La Revolución francesa puso término al dominio político de la elite cuya nobleza y posición heredada reconocidas eran de origen medieval. Una vez destruido el poder monárquico absoluto, pareció, por un momento, que nada más que la virtud revolucionaria merecía honores. Pero rápidamente el nuevo poder político, una vez instalado en su favor por los rebeldes triunfantes, reclamará ser una elite en nombre de su función dirigente y de su poder de facto. Sin títulos y sin grandes fortunas heredadas, sin apelación a derechos de origen divino, los recién llegados defendieron el poder conquistado mediante el ingenio y la audacia, imitando en lo posible las grandezas pasadas. La política moderna, en cuanto vocación riesgosa, esforzada y sin garantías, no logra convertirse en una actividad capaz de generar una elite específica con sus representantes actuales: no suele decirse “elite política”. Plagada por la competencia interna entre aspirantes siempre insatisfechos de sus logros, la política no produce ni agrupa enteros, sólo engendra partidos.

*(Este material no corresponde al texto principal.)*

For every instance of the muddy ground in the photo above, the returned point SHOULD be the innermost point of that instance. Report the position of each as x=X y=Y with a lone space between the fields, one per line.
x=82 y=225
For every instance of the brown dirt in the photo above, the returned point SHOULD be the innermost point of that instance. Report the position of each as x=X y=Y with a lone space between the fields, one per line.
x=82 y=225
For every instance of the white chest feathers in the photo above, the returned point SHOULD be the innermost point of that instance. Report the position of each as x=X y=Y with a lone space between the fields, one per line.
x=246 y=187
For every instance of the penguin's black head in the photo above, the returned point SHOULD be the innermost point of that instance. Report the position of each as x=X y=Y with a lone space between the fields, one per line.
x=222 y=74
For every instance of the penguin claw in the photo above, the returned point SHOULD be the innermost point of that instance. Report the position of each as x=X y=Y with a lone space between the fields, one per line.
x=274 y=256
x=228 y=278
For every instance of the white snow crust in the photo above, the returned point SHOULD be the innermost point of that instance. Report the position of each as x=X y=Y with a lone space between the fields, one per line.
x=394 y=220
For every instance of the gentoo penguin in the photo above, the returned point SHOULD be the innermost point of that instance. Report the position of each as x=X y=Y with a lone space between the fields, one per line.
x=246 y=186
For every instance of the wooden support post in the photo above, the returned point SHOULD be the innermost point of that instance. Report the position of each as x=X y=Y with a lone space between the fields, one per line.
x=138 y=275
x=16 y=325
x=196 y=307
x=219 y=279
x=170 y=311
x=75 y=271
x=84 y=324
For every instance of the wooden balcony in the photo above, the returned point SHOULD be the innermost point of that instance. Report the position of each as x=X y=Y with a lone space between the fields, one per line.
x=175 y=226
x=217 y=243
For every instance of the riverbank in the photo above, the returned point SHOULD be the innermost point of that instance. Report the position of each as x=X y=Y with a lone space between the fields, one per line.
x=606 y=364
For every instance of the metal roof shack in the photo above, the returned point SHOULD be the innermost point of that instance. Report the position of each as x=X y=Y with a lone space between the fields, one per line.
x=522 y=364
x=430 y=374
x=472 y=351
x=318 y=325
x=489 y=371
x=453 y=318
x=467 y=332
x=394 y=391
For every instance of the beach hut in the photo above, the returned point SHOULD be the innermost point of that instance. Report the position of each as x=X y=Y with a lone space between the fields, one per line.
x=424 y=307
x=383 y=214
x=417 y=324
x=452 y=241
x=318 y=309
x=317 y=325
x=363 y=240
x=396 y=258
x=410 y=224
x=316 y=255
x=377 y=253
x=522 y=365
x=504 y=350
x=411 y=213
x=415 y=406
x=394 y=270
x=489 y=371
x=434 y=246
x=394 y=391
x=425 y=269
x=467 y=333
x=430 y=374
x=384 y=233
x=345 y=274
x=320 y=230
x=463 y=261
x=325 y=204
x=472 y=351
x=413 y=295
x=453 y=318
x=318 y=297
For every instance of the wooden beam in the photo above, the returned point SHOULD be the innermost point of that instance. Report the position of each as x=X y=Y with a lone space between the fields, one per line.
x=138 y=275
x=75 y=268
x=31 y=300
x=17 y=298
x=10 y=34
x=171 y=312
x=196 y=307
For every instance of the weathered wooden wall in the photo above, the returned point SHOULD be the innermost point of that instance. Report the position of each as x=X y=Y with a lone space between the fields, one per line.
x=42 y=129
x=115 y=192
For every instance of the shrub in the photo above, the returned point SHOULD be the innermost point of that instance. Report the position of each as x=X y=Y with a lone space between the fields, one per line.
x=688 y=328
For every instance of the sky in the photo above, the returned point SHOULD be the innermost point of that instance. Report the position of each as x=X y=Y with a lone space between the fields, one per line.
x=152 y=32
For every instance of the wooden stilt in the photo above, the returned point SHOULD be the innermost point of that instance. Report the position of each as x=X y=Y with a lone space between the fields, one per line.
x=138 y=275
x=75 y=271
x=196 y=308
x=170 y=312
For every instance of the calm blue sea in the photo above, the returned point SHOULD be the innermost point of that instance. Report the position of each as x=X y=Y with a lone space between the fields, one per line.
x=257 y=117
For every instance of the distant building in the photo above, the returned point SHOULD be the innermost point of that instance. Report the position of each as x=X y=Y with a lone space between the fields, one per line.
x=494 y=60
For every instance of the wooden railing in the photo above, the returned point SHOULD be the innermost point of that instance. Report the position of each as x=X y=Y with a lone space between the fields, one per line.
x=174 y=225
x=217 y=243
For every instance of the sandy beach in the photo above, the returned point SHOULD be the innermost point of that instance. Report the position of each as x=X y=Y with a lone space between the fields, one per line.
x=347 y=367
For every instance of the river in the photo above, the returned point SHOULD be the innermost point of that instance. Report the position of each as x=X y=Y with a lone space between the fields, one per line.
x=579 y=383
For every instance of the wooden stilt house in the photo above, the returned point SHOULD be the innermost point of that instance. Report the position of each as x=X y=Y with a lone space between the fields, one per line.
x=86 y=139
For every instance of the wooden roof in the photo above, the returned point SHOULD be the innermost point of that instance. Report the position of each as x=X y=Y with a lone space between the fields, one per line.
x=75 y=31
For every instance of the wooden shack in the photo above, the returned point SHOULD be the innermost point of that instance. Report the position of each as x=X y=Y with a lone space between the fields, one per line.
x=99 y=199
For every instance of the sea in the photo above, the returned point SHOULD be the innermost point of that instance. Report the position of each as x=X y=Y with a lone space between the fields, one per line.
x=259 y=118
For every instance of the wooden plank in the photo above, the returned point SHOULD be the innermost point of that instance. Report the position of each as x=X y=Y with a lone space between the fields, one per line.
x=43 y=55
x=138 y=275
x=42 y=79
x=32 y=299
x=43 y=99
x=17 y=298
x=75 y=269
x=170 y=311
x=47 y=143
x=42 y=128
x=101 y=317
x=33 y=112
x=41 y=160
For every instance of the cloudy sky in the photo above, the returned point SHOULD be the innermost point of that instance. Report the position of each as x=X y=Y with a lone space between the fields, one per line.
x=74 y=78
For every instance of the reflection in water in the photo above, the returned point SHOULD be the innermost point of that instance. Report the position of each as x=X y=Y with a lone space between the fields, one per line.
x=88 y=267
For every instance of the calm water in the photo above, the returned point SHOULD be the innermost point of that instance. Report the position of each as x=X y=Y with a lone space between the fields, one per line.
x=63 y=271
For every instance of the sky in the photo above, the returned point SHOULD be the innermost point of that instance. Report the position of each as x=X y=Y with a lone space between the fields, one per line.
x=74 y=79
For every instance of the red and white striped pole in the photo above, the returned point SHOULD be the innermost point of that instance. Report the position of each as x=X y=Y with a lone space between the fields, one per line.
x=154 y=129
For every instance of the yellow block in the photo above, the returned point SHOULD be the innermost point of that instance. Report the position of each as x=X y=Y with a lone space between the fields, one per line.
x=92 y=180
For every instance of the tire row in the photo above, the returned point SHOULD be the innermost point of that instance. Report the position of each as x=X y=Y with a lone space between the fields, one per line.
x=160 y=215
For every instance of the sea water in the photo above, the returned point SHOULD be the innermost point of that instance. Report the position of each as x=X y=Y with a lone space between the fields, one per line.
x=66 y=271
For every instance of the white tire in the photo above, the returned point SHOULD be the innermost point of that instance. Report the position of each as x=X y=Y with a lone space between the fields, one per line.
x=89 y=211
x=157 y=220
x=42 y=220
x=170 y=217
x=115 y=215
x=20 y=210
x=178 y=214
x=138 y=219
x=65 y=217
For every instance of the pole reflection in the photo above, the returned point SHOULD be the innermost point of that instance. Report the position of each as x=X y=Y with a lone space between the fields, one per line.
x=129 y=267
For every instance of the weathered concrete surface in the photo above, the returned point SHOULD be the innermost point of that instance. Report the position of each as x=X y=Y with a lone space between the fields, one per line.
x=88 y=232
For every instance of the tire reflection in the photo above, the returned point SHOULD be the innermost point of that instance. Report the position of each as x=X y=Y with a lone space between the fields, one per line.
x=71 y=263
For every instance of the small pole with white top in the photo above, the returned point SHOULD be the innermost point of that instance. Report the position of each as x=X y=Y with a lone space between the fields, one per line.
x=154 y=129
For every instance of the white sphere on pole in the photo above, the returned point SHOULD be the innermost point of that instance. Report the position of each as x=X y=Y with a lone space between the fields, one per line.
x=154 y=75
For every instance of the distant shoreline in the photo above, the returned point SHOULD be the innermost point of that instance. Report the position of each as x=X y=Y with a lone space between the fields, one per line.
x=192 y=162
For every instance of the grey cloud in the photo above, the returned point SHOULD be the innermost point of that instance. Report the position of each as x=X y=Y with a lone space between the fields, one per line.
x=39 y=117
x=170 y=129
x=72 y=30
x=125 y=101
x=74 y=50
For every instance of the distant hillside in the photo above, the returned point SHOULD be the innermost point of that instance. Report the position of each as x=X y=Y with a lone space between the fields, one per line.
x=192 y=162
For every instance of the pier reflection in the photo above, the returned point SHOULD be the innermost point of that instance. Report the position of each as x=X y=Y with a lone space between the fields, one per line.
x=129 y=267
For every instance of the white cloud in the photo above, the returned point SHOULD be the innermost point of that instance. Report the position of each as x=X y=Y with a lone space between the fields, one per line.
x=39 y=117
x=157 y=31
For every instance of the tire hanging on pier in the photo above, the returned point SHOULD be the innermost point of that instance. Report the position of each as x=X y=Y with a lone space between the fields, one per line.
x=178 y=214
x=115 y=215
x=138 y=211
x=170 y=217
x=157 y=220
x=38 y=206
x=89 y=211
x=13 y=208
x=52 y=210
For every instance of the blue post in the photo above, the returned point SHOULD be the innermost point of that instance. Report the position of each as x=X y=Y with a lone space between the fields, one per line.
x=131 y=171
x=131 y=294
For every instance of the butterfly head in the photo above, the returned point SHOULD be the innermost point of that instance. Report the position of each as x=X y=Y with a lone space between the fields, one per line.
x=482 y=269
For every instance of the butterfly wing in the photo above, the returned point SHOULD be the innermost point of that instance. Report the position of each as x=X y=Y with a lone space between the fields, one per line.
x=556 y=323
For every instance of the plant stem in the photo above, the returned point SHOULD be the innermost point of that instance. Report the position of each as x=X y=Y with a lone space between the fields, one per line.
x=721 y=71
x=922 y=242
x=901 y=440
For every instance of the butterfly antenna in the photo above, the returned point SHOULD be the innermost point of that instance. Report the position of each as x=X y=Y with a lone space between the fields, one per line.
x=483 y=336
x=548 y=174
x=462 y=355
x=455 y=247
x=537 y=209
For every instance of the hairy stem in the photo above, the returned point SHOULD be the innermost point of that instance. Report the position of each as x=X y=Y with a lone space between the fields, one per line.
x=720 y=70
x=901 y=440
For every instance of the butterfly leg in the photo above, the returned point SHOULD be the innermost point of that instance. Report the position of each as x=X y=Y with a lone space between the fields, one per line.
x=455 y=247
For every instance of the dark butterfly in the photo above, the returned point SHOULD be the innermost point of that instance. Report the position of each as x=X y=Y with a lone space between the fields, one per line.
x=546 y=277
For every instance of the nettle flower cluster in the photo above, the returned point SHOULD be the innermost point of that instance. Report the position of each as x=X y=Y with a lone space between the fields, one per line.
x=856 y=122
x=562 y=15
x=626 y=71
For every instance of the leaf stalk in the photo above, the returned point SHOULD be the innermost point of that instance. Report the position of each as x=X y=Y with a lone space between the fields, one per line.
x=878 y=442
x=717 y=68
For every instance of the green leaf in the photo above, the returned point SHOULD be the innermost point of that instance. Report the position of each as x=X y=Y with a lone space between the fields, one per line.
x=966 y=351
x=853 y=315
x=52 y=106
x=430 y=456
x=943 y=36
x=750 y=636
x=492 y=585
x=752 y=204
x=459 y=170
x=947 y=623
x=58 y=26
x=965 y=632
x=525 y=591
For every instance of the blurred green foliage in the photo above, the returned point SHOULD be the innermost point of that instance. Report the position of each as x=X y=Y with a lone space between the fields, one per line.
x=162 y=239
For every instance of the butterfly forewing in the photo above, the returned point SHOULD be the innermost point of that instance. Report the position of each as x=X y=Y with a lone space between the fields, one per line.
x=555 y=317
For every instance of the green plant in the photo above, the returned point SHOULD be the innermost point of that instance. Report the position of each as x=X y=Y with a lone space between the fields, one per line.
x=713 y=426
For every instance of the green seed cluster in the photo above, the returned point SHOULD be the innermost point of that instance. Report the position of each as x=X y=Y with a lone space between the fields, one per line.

Pero “elite” en el lenguaje instrumental de los políticos, ya sea panfletario, ideológico o descriptivo, le confirió al vocablo funciones mayormente demagógicas y lo facultó tanto para acusar como para insultar. El doble sentido positivo/negativo de “elite” está ligado al gran viraje de los tiempos modernos. Al castellano “elite” nos llega del verbo francés élire=elegir, que a su vez viene del latín eligere=seleccionar. A partir del siglo XVII francés, “élite” designa, como vimos, a un grupo social selecto, que detenta derechos antiguos, títulos, propiedades, poderes y privilegios. El término se difunde por Europa en general en el siglo XVIII y ya en el XIX penetra en el lenguaje de la filosofía social y la sociología. En el nuevo círculo provocará las reacciones de diversos teóricos del asunto, como Friedrich Nietzsche, Georges Sorel, Vilfredo Pareto, Charles Wright Mills, José Ortega y Gasset, entre otros. Ellos interpretan el fenómeno y sus derivados de una manera estimulantemente diversa. Por otra parte, la difusión de “elite” llegará a designar peyorativamente a una ideología, el elitismo, y adquirirá además la función servil del eslogan político. Estos diferentes cambios y etapas de su historia no consiguen eliminar del todo el primer sentido honorífico de “elite”. En el lenguaje militar de tiempos de Napoleón, las “tropas de elite” son las seleccionadas por sus méritos guerreros. A pesar de que las guerras continúan hoy como siempre, ya no usamos la palabra “elite” para aquello que las sirve mejor, pues ahora se trata, en su mayoría, de maquinaria, elementos químicos e infecciones letales.

En compensación, el uso ambivalente del término “elite” prosperó hasta hace poco en la política sirviendo a la vez para reemplazar a la parafernalia medieval y para darles su merecido a los rivales del orador. Siguiendo a Sorel y su noción de las “minorías creadoras”, tanto Lenin como Mussolini, mientras gobernaban, se dejaron convencer de que había elites útiles; les asignaron a algunas de ellas ciertas funciones directivas de carácter revolucionario para movilizar a las masas. Hoy mismo, en cambio, salvo por algún raro y excepcional uso honroso, la palabra se encuentra en vías de extinción, reemplazada en parte por “líder” y “liderazgo”, pero mayormente desplazada por el surgimiento de técnicas de ocultación de las elites del capitalismo global detrás de poderosas organizaciones administrativas neutras e impecables, especialistas en dar la cara pero conocidas solo por sus indescifrables siglas.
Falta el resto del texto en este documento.